Credit: Kiku Langford McDonald
In 2022–2023, the Reimagining New England Histories K–12 Curriculum Committee (RNEHCC) worked with educators, community leaders, and scholars to plan and develop lessons that foreground the histories and experiences of Black and Indigenous communities throughout the Dawnland (New England). During the fall and spring, the committee met monthly for productive conversations about how best to structure, format, distribute, and implement the lessons we created. Many of our discussions built from our focus on educator experience to incorporate student experience, reflecting particularly on how to prepare educators to, in turn, prepare students for challenging and rewarding lessons that explored histories of dispossession, enslavement, resistance, and recovery. The RNEHCC evaluated, edited, and formatted curriculum materials that illuminate the experiences of Black and Indigenous mariners, created lessons that contextualized and recentered the Thanksgiving holiday and associated days of remembrance, and developed a podcast competition that challenged students to appraise and expand traditional colonial narratives. The committee has begun developing plans for addressing the social and emotional needs of students engaged in these lessons, both through materials that would accompany the lesson plans, and through professional development opportunities.

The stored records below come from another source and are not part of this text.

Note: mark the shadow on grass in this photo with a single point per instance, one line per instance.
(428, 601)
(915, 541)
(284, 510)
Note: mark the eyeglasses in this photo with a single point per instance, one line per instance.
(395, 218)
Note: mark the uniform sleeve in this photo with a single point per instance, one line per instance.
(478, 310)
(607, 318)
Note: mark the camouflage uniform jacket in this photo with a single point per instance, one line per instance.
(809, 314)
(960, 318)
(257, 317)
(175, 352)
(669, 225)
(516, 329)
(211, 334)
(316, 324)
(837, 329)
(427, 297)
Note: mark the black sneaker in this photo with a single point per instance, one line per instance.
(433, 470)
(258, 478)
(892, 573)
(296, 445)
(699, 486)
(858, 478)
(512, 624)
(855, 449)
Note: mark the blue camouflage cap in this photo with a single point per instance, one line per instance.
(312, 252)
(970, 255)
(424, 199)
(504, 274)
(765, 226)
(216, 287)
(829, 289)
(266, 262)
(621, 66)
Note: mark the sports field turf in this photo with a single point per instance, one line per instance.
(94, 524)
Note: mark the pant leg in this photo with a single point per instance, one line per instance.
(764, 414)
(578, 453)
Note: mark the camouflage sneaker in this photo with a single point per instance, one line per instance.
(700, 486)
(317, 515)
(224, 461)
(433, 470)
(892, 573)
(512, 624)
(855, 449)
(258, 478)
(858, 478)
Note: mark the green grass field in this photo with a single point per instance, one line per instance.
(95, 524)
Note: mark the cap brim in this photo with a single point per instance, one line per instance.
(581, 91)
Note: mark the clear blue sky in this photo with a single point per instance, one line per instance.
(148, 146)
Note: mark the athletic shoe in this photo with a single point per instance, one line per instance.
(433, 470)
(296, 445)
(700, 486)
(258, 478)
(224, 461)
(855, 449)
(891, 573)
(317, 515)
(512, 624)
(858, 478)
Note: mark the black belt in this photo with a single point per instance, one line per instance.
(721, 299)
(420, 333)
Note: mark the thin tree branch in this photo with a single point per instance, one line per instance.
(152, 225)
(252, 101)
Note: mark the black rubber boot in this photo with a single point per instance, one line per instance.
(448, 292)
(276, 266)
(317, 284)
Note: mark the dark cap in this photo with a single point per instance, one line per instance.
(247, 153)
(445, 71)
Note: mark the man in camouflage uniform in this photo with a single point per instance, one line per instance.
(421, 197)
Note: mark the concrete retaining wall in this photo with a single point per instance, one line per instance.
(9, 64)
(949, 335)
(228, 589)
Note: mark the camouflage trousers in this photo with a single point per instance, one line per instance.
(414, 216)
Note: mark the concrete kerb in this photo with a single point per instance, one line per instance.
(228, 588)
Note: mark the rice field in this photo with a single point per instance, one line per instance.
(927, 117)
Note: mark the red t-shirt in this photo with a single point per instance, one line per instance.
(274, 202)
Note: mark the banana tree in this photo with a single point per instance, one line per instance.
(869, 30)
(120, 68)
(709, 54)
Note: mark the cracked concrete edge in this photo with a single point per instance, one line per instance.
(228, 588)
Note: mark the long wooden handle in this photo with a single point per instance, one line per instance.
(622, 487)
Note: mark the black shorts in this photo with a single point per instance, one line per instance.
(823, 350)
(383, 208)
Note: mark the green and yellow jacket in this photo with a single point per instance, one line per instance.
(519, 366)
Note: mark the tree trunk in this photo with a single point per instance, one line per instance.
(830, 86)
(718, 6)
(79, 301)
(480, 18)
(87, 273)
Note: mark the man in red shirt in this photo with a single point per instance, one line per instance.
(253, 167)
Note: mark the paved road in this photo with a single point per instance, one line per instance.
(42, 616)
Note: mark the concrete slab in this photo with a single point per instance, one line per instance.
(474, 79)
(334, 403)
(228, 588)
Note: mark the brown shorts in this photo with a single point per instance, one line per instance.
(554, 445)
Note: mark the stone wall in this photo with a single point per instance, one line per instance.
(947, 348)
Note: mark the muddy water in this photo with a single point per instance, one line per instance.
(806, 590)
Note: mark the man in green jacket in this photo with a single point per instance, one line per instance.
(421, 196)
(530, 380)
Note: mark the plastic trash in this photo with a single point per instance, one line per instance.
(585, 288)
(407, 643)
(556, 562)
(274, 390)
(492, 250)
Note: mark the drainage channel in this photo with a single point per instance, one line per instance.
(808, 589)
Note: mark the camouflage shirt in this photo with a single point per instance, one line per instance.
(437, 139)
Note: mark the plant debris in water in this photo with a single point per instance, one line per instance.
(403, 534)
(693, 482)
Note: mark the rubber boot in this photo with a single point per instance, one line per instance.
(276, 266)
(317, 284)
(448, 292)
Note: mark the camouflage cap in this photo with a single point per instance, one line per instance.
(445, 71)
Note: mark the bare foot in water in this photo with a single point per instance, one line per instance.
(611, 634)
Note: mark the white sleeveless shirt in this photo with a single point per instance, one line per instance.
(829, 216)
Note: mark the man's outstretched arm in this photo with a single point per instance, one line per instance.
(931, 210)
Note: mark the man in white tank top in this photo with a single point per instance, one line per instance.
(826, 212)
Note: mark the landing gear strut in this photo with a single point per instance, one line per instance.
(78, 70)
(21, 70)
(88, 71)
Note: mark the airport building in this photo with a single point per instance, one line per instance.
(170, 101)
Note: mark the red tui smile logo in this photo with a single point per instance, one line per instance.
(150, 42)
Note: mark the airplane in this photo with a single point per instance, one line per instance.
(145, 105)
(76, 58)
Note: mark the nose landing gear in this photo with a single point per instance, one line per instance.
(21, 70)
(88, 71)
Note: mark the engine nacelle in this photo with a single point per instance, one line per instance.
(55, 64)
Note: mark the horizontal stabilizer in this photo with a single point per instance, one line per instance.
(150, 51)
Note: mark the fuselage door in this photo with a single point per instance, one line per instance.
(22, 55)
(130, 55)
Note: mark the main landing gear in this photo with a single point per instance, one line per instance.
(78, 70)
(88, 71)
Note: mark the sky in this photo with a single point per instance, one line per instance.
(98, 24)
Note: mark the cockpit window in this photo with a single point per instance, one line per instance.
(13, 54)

During the summer of 2023, the committee continued its work and began to develop lessons that align with and complement the RNEH-sponsored Mystic Seaport Museum exhibit “Entwined: The Sea, Sovereignty and Freedom.” The RNEHCC will also expand its mission to support educators by offering a professional development session where teachers can further develop the knowledge, skills, and materials that will enable them to meaningfully incorporate the histories and experiences of Black and Indigenous peoples into their lessons.